Perejil Island crisis
Perejil Island (Isla Perejil in Spanish and Leila Laila in Arabic) is a small rocky island about the size of 15 football fields between Spain and Morocco, lying 250 metres (270 yd) from Morocco, and 8 kilometres (5.0 mi) from the Spanish city of Ceuta, which borders Morocco, and 13.5 kilometres (8.4 mi) from mainland Spain. The island itself is unpopulated, only seldom visited by Moroccan shepherds.
Tensions rose on July 11, 2002, when a dozen Moroccan soldiers landed on the island, equipped with light arms, a radio, and several tents. The soldiers raised their nation's flag and set up camp. A patrol boat of the Spanish Civil Guard, which is in charge of coast guard service in Spain, approached the island from Ceuta during its routinary check, when the crew spotted the Moroccan flag flying. The officers decided to disembark to investigate the issue. When they landed on the island, they were confronted by the Moroccan soldiers, who forced them back into their boat at gunpoint after a bitter argument.
Morocco claimed that the occupation was carried out in order to monitor illegal immigration, and to fight drug dealers and smugglers who use the island as a logistic platform. Following protests and calls to the return of the status quo ante bellum from the Spanish government, the soldiers were called off, but were replaced by Moroccan naval cadets, who set up a fixed base on the island, which drew further protests from Spain. Prime minister José María Aznar warned Morocco that Spain will not accept a policy of fait accompli.
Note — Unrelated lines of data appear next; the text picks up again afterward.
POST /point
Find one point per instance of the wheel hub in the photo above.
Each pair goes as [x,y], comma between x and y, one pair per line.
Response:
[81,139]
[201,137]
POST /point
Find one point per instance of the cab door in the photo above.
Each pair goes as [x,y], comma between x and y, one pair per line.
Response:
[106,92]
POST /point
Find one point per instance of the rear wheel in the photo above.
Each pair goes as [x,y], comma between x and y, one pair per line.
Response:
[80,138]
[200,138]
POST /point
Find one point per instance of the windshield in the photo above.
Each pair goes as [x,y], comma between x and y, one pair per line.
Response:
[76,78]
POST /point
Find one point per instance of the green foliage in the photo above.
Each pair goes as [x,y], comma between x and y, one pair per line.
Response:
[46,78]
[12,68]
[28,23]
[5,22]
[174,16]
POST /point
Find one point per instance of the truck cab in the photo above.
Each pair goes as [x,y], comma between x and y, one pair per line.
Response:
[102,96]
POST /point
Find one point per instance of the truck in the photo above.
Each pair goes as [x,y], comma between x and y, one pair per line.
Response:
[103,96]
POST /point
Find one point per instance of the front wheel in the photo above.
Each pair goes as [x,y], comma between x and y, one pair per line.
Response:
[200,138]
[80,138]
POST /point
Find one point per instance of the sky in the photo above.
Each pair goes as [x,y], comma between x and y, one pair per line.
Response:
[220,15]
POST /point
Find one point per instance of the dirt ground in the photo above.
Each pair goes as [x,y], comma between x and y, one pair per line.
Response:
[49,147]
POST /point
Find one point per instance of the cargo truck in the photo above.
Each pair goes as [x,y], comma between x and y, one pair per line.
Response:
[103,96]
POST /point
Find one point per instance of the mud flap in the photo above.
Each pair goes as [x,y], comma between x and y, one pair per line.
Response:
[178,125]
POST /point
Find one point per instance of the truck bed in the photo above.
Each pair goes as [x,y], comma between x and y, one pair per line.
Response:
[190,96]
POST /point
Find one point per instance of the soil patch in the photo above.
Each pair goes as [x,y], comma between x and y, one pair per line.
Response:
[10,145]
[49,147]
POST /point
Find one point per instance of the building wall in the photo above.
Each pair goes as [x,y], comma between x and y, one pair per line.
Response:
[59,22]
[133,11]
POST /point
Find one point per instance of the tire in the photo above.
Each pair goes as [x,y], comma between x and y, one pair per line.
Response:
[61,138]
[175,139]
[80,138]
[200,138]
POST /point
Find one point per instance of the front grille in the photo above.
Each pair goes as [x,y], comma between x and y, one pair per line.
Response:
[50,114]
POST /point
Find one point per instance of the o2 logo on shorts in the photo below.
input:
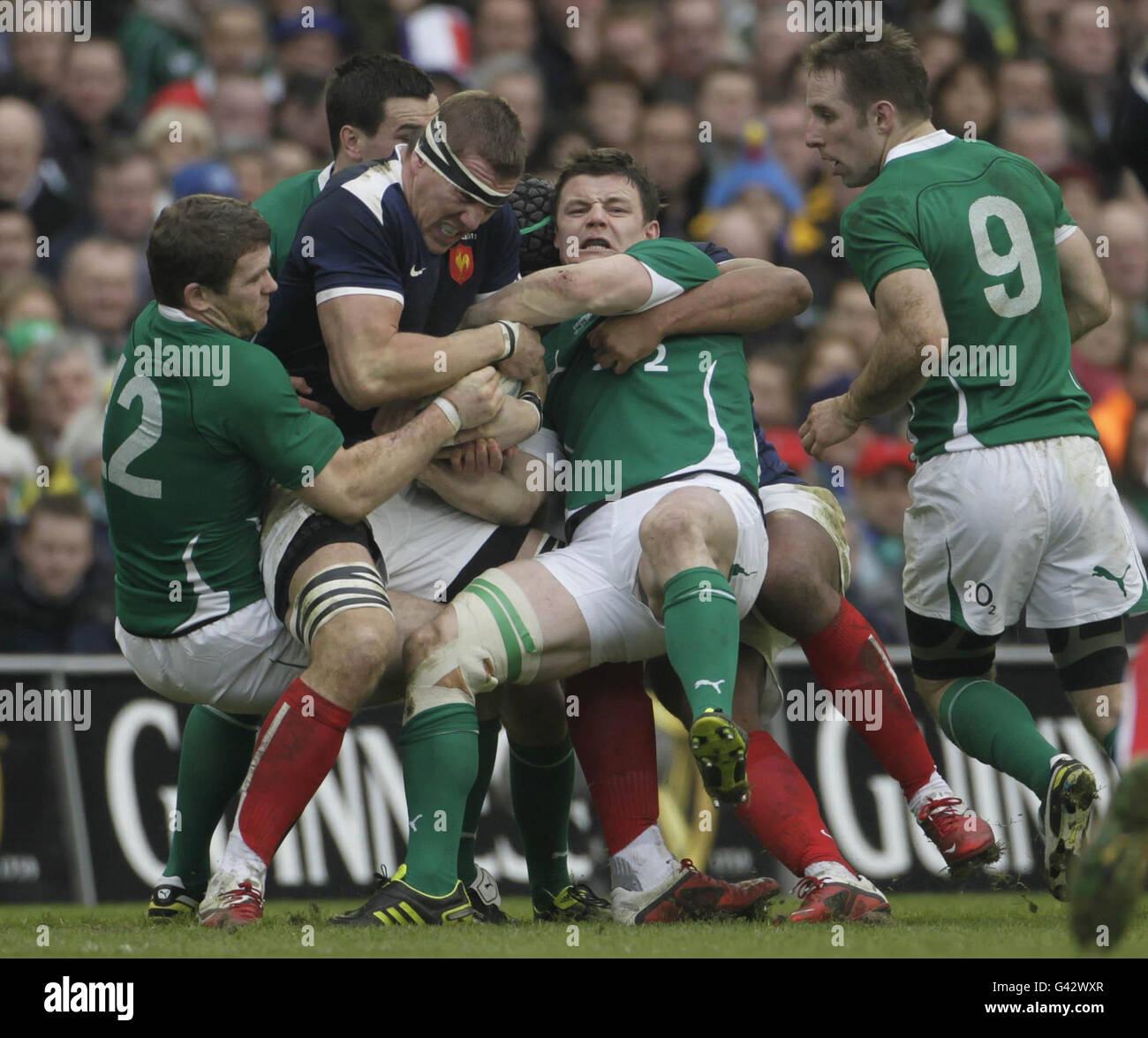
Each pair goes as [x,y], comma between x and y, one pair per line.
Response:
[979,593]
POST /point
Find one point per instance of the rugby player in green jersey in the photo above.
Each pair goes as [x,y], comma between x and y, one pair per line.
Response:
[201,421]
[668,547]
[982,282]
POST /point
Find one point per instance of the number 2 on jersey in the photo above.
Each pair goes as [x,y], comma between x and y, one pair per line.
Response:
[139,441]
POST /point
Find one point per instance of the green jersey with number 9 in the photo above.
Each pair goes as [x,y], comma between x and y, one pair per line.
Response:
[986,224]
[198,424]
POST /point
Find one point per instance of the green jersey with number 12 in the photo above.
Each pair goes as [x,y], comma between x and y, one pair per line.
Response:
[685,408]
[986,224]
[196,424]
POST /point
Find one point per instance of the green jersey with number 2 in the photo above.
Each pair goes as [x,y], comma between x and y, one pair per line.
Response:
[188,451]
[684,408]
[986,224]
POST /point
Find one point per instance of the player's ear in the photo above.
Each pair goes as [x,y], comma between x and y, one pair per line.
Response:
[349,141]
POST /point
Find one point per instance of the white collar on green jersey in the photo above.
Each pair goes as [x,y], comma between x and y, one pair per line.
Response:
[176,314]
[919,144]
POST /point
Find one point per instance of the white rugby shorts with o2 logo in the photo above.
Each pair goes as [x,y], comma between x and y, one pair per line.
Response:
[1033,525]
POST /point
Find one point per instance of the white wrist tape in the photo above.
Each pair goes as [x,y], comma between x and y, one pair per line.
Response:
[510,337]
[450,411]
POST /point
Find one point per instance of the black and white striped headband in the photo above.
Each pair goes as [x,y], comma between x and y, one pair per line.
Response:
[434,150]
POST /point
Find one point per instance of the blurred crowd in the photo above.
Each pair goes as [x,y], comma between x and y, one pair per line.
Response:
[175,96]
On the morning of July 18, 2002, conflict broke out when Spain retook the island by force, code-named Operation Romeo-Sierra. The attack was carried out by Spanish commandos of Grupo de Operaciones Especiales. The commandos landed from four Eurocopter Cougar helicopters that took off from Cádiz. The entire operation was coordinated by the Spanish Navy from the amphibious ship Castilla, on station at the strait of Gibraltar. The Spanish Air Force deployed F-18 and Mirage F-1 fighters to provide air cover. The Spanish patrol boats Izaro and Laya came alongside the gunboat El Lahiq, at anchor off the island, in order to prevent any reaction from the Moroccan vessel. The Moroccan Auxiliary Forces members inland did not offer any resistance. Within a matter of hours, all of the Moroccan servicemen were taken prisoner, and the island was secured. The prisoners were transported by helicopter to the headquarters of Civil Guard in Ceuta, from where they were transported to the Moroccan border. Over the course of the same day, the Spanish commandos on the island were replaced by soldiers of the Spanish Legion.
The Spanish Legion troops on the island remained there after the operation was complete. The United States mediated the situation, that eventually returned to the status quo ante bellum. All Spanish troops were withdrawn, and the island remains unoccupied but claimed by both sides. BBC News interviewed Spanish citizens across Madrid after the conflict, and most people supported this incursion. Opposition politician Gaspar Llamazares of the United Left party (former Communist Party) said that Spain should not fall into the provocation trap, so that it does not ruin its image in North Africa.